When asked to write the numbers from one to ten in a sequence, how do you order them? Horizontally? Vertically? Left to right? Top to bottom? Would you place them randomly?
It has been often been assumed, and taught in schools in Western countries, that the “correct” ordering of numbers is from left to right (1, 2, 3, 4…) rather than right to left (10, 9, 8, 7…). The ordering of numbers along a horizontal dimension is known as a “mental number line” and describes an important way we represent number and quantity in space.
Studies show humans prefer to position larger numbers to the right and smaller numbers to the left. People are usually faster and more accurate at comparing numbers when larger ones are to the right and smaller ones are to the left, and people with brain damage that disrupts their spatial processing also show similar disruptions in number processing.
But so far, there has been little research testing whether the horizontal dimension is the most important one we associate with numbers. In new research published in PLOS ONE, we found that humans actually process numbers faster when they are displayed vertically—with smaller numbers at the bottom and larger numbers at the top.
Not just humans
Our associations between number and space are influenced by language and culture, but these links are not unique to humans.
Tests on three-day-old chicks show theyseek smaller numbers with a leftwards bias and larger numbers with a rightwards one. Pigeons and blue jays seem to have a left-to-right or right-to-left mental number line, depending on the individual.
These findings suggest associations between space and numbers may be wired into the brains of humans and other animals.
However, while many studies have examined left-to-right and right-to-left horizontal mental number lines, few have explored whether our dominant mental number line is even horizontal at all.
How we test for these spatial-numerical associations
To test how quickly people can process numbers in different arrangements, we set up an experiment where people were shown pairs of numbers from 1 to 9 on a monitor and used a joystick to indicate where the larger number was located.

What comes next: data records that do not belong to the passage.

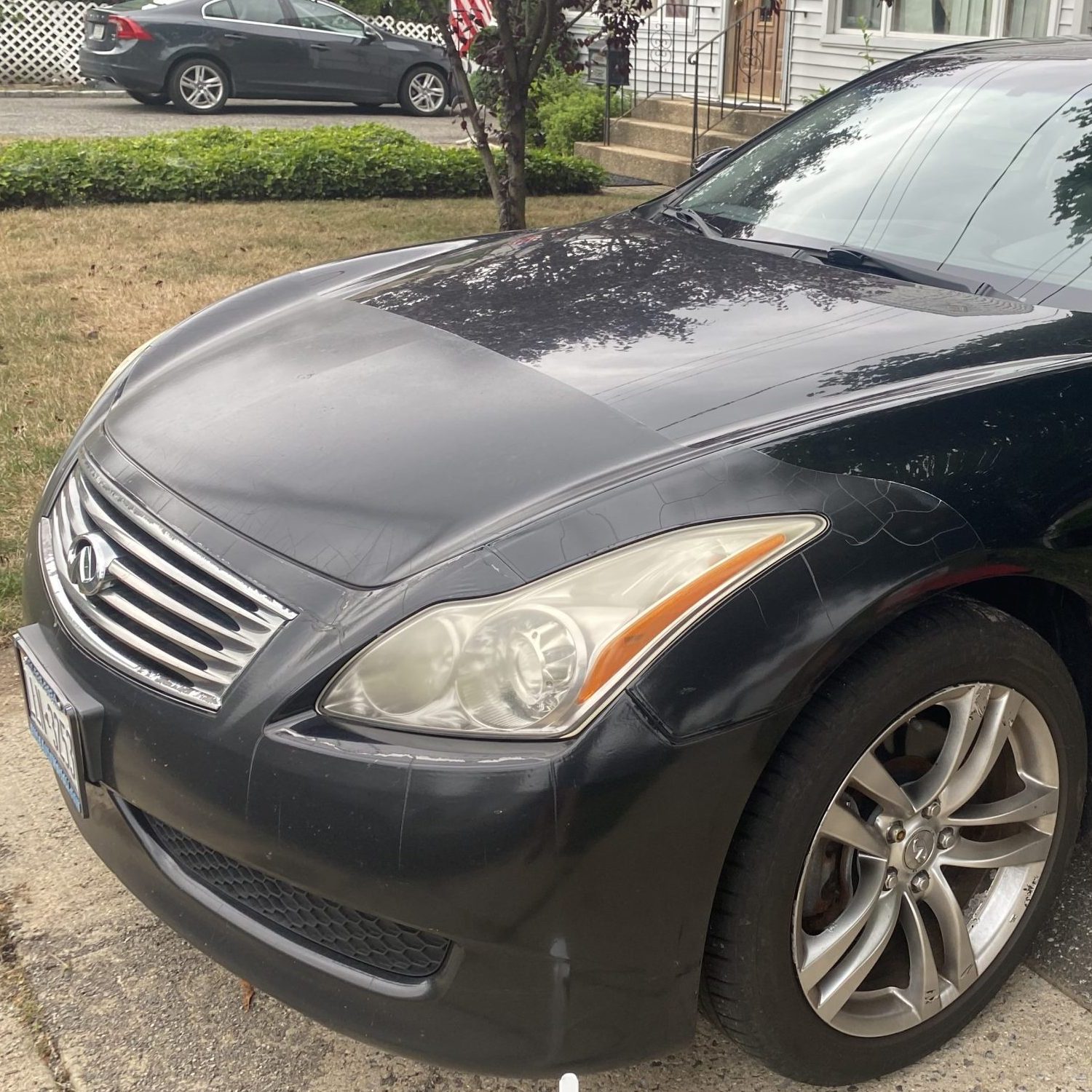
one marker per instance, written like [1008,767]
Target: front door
[755,52]
[349,60]
[259,46]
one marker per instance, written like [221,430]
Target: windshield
[959,164]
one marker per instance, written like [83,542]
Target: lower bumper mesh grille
[378,945]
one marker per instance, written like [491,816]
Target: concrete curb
[56,93]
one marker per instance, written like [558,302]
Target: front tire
[871,902]
[150,98]
[199,85]
[424,92]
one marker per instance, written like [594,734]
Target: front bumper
[572,879]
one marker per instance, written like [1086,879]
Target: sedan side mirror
[710,159]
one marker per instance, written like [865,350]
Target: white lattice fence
[423,31]
[39,39]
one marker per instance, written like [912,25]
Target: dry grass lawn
[81,288]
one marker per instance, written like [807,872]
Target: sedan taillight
[128,30]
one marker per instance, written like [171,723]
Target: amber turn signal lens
[642,631]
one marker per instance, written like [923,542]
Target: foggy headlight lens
[539,661]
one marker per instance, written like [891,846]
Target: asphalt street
[117,115]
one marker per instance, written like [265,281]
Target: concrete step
[638,163]
[660,137]
[746,122]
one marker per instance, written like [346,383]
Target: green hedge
[222,164]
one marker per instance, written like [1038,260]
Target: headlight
[539,662]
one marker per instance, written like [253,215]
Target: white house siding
[659,60]
[820,58]
[814,63]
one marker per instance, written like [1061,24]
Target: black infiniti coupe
[500,649]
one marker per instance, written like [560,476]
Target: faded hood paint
[373,417]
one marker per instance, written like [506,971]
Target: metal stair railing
[746,41]
[657,63]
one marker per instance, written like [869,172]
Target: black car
[500,648]
[198,54]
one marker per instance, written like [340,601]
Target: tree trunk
[513,207]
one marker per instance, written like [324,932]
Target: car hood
[376,416]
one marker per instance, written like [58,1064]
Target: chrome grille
[143,600]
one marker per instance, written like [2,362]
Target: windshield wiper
[692,220]
[842,257]
[851,258]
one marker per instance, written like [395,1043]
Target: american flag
[467,17]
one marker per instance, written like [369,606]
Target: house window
[959,19]
[967,19]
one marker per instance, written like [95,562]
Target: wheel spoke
[960,968]
[820,954]
[965,712]
[840,985]
[993,734]
[1028,847]
[840,825]
[871,778]
[924,989]
[1033,802]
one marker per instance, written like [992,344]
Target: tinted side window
[318,17]
[259,11]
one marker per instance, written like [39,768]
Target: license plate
[54,724]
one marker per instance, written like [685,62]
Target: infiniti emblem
[90,558]
[919,847]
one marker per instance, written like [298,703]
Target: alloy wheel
[201,87]
[426,92]
[926,860]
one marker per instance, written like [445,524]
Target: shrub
[569,111]
[222,164]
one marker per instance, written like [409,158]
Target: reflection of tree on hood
[611,283]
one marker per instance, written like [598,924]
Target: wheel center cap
[919,847]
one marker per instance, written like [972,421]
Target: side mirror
[710,159]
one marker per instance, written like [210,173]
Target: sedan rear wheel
[424,92]
[886,880]
[199,87]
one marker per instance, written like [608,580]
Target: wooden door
[753,52]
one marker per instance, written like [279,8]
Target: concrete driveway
[117,115]
[100,996]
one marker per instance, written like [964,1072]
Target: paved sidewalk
[129,1007]
[119,116]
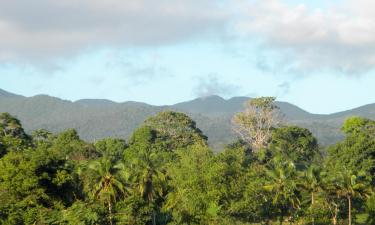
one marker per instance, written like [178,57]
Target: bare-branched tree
[255,123]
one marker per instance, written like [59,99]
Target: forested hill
[95,119]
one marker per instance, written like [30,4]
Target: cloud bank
[44,28]
[340,37]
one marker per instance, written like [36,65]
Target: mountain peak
[6,94]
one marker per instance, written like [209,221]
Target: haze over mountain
[97,118]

If the 6 and 8 were shown on the screen, for example, the correct answer would be 8. A participant would indicate this by moving the joystick towards the 8 as fast as possible.
To measure participant response times as accurately as possible, we used fast-refresh 120 Hertz monitors and high-performance zero-lag arcade joysticks.
What we found
When the numbers were separated both vertically and horizontally, we found only the vertical arrangement affected response time. This suggests that, given the opportunity to use either a horizontal or vertical mental representation of numbers in space, participants only used the vertical representation.
When the larger number was above the smaller number, people responded much more quickly than in any other arrangement of numbers.
This suggests our mental number line actually goes from bottom (small numbers) to top (large numbers).
Numbers affect almost every part of our lives (and our safety). Pharmacists need to correctly measure doses of medicine, engineers need to determine stresses on buildings and structures, pilots need to know their speed and altitude, and all of us need to know what button to press on an elevator.
The way we learn to use numbers, and how designers choose to display numerical information to us, can have important implications for how we make fast and accurate decisions. In fact, in some time-critical decision-making environments, such as airplane cockpits and stock market floors, numbers are often displayed vertically.
Our findings, and another recent study, may have implications for designers seeking to help users quickly understand and use numerical information. Modern devices enable very innovative number display options, which could help people use technology more efficiently and safely.
There are also implications for education, suggesting we should teach children using vertical bottom-to-top mental number lines as well as the familiar left-to-right ones. Bottom-to-top appears to be how our brains are wired to be most efficient at using numbers—and that might help getting our heads around how numbers work a little easier.